While the public reaction is out of step with expert predictions, their fears should not be put aside. Some economists theorize that, without checking, the fear of inflation could make the situation worse by making a self-fulfilling prophecy where employees, fearing price hikes, demand higher wages, the cost of which employers will then cover by raising prices, resulting in higher Inflation. This happened in the 1970s and led to an almost double-digit inflation rate. No matter how short-lived the Fed thinks the price hike is, Americans are now worried.
Another polling bite
- With less than a year to go before the mid-2022 election, and approval from Biden, which has a low approval rating, may not be an attractive option for all candidates. According to the Rasmussen Reports poll, most voters (51 percent) said they would be less likely to vote for a candidate approved by the president.
- Americans are not satisfied with how Biden has handled what they say is the country’s top problem: the economy. According to a recent CNN / SSRS poll, a majority of Americans (36 percent) say the economy is the most important issue in the United States.

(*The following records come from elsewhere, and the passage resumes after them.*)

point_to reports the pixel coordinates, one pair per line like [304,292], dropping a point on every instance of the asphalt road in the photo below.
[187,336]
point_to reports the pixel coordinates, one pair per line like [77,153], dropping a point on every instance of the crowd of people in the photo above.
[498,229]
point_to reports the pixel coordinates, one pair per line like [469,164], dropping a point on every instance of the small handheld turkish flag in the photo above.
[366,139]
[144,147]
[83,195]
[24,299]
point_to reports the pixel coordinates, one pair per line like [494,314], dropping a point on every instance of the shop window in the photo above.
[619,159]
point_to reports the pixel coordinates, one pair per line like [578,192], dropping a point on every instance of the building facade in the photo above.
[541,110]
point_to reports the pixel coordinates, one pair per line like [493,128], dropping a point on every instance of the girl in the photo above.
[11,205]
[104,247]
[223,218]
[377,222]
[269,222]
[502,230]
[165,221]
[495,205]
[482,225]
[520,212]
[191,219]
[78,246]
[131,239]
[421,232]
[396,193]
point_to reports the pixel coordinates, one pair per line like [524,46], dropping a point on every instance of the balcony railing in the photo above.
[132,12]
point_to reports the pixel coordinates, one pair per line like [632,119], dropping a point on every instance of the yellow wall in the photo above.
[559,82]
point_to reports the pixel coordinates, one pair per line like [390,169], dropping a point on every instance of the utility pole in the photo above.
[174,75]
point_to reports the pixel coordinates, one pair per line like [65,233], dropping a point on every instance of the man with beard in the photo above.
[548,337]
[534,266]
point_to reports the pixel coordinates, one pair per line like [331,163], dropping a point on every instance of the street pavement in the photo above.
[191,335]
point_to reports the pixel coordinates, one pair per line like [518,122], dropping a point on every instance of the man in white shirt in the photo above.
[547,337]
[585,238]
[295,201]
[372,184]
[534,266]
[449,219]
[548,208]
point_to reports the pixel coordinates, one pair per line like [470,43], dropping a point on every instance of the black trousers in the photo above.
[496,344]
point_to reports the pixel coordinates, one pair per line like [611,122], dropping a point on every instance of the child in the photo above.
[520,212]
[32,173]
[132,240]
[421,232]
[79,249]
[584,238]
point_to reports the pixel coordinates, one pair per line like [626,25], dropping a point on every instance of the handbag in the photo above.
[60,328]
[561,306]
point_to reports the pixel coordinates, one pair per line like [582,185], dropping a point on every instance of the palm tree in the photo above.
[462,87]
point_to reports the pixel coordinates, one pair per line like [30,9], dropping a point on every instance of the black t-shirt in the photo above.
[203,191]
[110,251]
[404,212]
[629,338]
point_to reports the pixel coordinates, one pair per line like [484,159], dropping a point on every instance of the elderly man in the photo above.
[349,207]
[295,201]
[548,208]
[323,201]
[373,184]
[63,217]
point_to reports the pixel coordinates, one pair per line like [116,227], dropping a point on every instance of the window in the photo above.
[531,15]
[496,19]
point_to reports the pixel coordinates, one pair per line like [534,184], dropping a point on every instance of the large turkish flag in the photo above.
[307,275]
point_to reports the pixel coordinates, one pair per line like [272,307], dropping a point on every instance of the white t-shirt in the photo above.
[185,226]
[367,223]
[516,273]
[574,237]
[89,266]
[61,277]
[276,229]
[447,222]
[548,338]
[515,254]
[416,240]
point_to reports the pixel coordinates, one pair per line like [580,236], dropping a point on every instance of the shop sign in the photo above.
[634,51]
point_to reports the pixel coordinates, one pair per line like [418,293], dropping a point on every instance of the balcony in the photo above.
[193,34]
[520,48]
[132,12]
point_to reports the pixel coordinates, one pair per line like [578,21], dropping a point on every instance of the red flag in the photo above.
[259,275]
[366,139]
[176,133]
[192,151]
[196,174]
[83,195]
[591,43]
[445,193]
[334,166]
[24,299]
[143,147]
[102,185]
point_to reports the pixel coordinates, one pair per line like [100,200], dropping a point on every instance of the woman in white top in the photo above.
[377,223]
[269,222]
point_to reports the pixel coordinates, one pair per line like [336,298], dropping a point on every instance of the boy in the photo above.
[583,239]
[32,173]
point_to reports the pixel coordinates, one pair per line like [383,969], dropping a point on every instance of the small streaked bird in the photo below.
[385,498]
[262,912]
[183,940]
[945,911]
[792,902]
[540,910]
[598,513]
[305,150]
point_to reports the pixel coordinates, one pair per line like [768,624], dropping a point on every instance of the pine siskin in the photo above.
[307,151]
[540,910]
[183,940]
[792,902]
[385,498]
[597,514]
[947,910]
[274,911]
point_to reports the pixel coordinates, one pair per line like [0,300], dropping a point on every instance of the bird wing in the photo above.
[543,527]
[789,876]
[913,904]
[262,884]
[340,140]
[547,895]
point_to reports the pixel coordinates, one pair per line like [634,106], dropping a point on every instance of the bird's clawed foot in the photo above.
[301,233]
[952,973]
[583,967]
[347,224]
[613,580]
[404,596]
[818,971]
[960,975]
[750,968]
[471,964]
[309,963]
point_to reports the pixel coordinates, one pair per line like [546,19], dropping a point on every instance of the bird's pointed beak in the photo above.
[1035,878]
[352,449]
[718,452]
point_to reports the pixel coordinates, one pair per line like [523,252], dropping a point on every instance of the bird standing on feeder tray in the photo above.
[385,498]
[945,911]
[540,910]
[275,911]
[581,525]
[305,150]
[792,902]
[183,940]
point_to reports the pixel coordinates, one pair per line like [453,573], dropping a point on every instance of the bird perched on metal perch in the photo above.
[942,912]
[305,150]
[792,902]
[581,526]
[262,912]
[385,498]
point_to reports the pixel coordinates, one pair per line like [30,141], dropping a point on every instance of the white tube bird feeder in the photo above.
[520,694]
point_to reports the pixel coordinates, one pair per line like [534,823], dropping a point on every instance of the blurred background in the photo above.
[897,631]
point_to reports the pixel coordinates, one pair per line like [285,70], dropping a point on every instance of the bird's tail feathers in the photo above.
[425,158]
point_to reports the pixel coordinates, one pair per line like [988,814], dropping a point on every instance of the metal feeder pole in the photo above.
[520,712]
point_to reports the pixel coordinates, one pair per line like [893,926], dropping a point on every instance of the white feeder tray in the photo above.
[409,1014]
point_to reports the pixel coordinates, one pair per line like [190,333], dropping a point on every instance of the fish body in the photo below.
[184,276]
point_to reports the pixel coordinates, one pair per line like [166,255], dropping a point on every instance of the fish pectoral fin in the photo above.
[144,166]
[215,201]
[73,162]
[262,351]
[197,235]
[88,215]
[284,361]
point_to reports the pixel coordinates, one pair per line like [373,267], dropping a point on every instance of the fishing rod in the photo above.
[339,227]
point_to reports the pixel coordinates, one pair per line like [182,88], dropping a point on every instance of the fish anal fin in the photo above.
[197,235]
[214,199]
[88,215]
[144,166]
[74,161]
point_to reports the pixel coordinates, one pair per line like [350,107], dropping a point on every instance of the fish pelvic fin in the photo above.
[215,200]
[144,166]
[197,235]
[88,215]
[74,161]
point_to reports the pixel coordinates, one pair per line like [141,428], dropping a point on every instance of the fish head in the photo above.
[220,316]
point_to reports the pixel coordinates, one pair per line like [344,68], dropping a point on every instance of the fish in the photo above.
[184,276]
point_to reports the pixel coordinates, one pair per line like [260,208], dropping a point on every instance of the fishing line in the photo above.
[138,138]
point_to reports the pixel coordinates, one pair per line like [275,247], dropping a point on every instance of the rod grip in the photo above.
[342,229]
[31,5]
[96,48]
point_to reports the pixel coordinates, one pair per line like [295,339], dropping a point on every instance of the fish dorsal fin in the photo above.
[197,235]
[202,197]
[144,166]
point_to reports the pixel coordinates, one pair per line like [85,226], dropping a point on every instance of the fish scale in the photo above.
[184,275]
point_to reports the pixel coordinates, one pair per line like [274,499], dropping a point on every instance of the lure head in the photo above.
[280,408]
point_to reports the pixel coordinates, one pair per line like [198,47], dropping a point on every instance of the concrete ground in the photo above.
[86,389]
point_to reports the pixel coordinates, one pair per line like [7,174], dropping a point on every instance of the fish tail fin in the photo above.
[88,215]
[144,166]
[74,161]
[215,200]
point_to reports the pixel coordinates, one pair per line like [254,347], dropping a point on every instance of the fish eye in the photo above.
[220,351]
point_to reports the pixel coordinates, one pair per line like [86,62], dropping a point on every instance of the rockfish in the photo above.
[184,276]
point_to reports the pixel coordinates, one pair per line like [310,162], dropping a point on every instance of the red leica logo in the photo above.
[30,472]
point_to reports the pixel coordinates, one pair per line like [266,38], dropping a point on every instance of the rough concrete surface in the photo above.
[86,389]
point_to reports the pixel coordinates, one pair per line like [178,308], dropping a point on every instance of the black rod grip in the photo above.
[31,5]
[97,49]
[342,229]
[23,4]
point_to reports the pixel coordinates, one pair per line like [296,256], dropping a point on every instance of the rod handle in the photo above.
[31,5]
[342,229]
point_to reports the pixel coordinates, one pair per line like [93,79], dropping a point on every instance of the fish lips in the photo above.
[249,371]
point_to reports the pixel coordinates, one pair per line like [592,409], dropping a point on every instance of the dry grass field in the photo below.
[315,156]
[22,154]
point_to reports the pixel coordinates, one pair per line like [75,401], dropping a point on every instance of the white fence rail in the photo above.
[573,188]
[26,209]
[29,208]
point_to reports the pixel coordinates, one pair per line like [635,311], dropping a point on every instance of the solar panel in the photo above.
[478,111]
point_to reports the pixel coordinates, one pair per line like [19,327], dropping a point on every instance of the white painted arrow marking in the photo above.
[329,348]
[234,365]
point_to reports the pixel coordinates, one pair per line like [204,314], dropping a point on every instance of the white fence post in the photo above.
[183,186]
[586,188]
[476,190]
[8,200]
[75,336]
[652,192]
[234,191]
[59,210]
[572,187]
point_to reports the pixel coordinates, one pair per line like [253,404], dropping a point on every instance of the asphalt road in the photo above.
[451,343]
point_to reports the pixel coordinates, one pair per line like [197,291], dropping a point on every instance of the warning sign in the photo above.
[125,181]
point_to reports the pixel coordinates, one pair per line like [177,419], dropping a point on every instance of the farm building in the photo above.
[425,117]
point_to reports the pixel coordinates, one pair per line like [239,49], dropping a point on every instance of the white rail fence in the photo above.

And the majority (58 percent) said Biden did not pay enough attention to the country’s most important issues.
- The United States has stopped reducing COVID-19 cases, but many Americans are ready to go back to pre-covid life. According to a recent Axios / Ipsos poll, a small majority (55 percent) of Americans returning to their pre-covidian life is no longer a small risk or risk to their health, and 50 percent of Americans say they think they were low. Compared to April 2020, the risk of becoming infected with COVID-19 is now higher.
- About 900,000 children between the ages of 5 and 11 received their first dose of the Pfizer COVID-19 vaccine one week after it was approved for that age. Before the vaccine was approved, a survey by the Kaiser Family Foundation in October found that only 27 percent of parents of children between the ages of 5 and 11 said they would vaccinate their children “now.” This dilemma was mainly about the long-term effects of the vaccine in children (76 percent of parents surveyed) and could have serious side effects from their child’s vaccine (71 percent).
- On Monday, the United States lifted travel bans for vaccinated visitors from 33 countries, including Mexico, Canada and the United Kingdom. But some international travelers do not feel comfortable traveling to the US A Morning Consult survey found that 60 percent of Canadian adults do not feel comfortable planning a trip anywhere in the United States and 41 percent of Mexican adults are uncomfortable. In Europe, 45 percent of adults in the UK, 42 percent in Germany and 36 percent in France were uncomfortable planning a trip to the United States.
According to the Five Thirty-Eight Presidential Approval Tracker, 42.5 percent of Americans approve of what Biden is doing as President, while 51.6 percent disapprove (net approval rating of -9.1 points). At this time last week, 42.7 percent approved and 50.5 percent unapproved (a net approval rating of -7.8 points). One month ago, Biden’s approval rating was 44.6 percent and a denial rating was 49.2 percent (a net approval rating of -4.6 points).
In our general congressional ballot poll, Democrats are currently 1.3 percentage points ahead of Republicans (42.5 percent to 41.2 percent, respectively). One week ago, Democrats outscored Republicans by 2.3 percentage points (43.4 percent to 41.2 percent, respectively). At this point last month, voters favored Democrats 2.9 points (44.4 percent to 41.6 percent) more than Republicans.